Posted at: 06/06/2014 5:13 PM
Updated at: 06/06/2014 6:29 PM
By: John Doetkott
(ABC 6 News) -- Even though classes won't start for another few months, colleges are already focused on the batch of students for next year.
And now two local schools are shifting their focus South.
On Friday morning, the presidents of both Riverland Community College and Minnesota State University - Mankato approved a new partnership designed to bring more Iowa students into the two schools.
The new “Future Maverick" program gives prospective students a direct path from Riverland to Mankato, guaranteeing them in-state tuition rates as they pursue their two and then four-year degrees.
The program is one of the first for Minnesota state schools to offer Iowa students the same tuition rates as Minnesota students.
"The most common question I'm asked from our alums is, ‘When are you going to knock down the barriers to out-of-state tuition? Because our students can't afford to come if they have to pay out-of-state tuition,’” said Richard Davenport, president of MSU - Mankato.
"I think it's good for us too.
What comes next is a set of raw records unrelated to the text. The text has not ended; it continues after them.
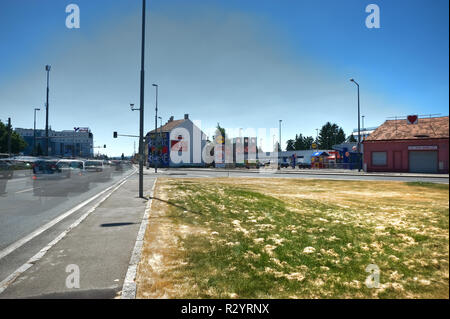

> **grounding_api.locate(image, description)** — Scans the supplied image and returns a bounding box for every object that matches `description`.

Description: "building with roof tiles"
[363,115,449,173]
[145,114,207,168]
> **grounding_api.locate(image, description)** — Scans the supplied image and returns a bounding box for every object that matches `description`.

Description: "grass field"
[137,178,449,298]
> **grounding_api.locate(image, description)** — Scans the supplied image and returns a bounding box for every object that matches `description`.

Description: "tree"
[288,134,314,151]
[0,121,28,154]
[317,122,345,149]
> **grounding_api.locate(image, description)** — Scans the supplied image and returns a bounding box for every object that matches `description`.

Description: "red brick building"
[363,116,449,173]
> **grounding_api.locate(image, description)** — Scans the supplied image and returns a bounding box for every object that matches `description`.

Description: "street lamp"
[45,65,51,156]
[33,107,41,155]
[350,79,361,172]
[278,120,283,152]
[152,83,158,173]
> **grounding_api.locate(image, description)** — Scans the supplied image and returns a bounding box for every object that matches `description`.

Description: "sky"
[0,0,449,156]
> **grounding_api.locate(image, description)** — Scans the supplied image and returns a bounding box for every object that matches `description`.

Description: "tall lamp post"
[277,120,282,170]
[152,83,158,173]
[350,79,362,172]
[45,65,51,156]
[279,120,283,152]
[33,107,41,155]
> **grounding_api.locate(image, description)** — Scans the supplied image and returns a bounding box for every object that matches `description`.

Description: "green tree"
[0,121,28,154]
[317,122,345,149]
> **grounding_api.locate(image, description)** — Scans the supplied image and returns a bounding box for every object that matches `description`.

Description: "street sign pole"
[139,0,145,198]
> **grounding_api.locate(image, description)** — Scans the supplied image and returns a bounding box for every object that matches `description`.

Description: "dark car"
[32,160,70,196]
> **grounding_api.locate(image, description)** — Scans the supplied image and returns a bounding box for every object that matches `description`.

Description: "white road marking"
[0,170,136,259]
[16,188,34,194]
[0,176,136,294]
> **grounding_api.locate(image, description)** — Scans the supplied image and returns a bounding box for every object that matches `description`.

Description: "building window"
[372,152,387,166]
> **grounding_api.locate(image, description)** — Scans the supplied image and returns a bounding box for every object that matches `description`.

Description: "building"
[14,128,94,157]
[145,114,206,167]
[363,115,449,173]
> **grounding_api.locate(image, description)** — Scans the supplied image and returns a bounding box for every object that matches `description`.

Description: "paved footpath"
[0,174,155,298]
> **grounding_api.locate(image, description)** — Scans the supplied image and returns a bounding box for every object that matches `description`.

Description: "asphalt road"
[0,167,134,282]
[0,168,449,298]
[144,168,449,184]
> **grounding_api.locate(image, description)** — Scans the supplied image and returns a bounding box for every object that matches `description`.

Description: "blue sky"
[0,0,449,155]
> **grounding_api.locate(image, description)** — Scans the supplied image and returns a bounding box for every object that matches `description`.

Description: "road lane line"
[0,170,136,260]
[15,188,34,194]
[0,176,136,294]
We advance diversity, inclusiveness, and students will come here and they will get the scholarship to transfer to Mankato,” said Adenuga Atewologun, president at Riverland. “So it's a win-win for all students."
Officials said the program will help not only students, but also the schools and the communities they occupy.
"This will be a way for us to actually attract qualified people from wherever they are, especially in the specialized fields that we offer,” Atewologun said.
"We look to have a lot of students move into Albert Lea, Austin, into Owatonna that might not otherwise even consider going there for a two-year degree,” Davenport said.
Officials said at the end of the day, they want to build a skilled workforce and educate students regardless of where they come from.
"It's all about trying to give the students the opportunities that they might not get otherwise,” Davenport said.
Officials at North Iowa Area Community College in Mason City said while they have no tuition agreements with other four-year universities, they do work closely to align their academic programs.
Officials said they also offer in-state tuition to all Minnesota students attending NIACC.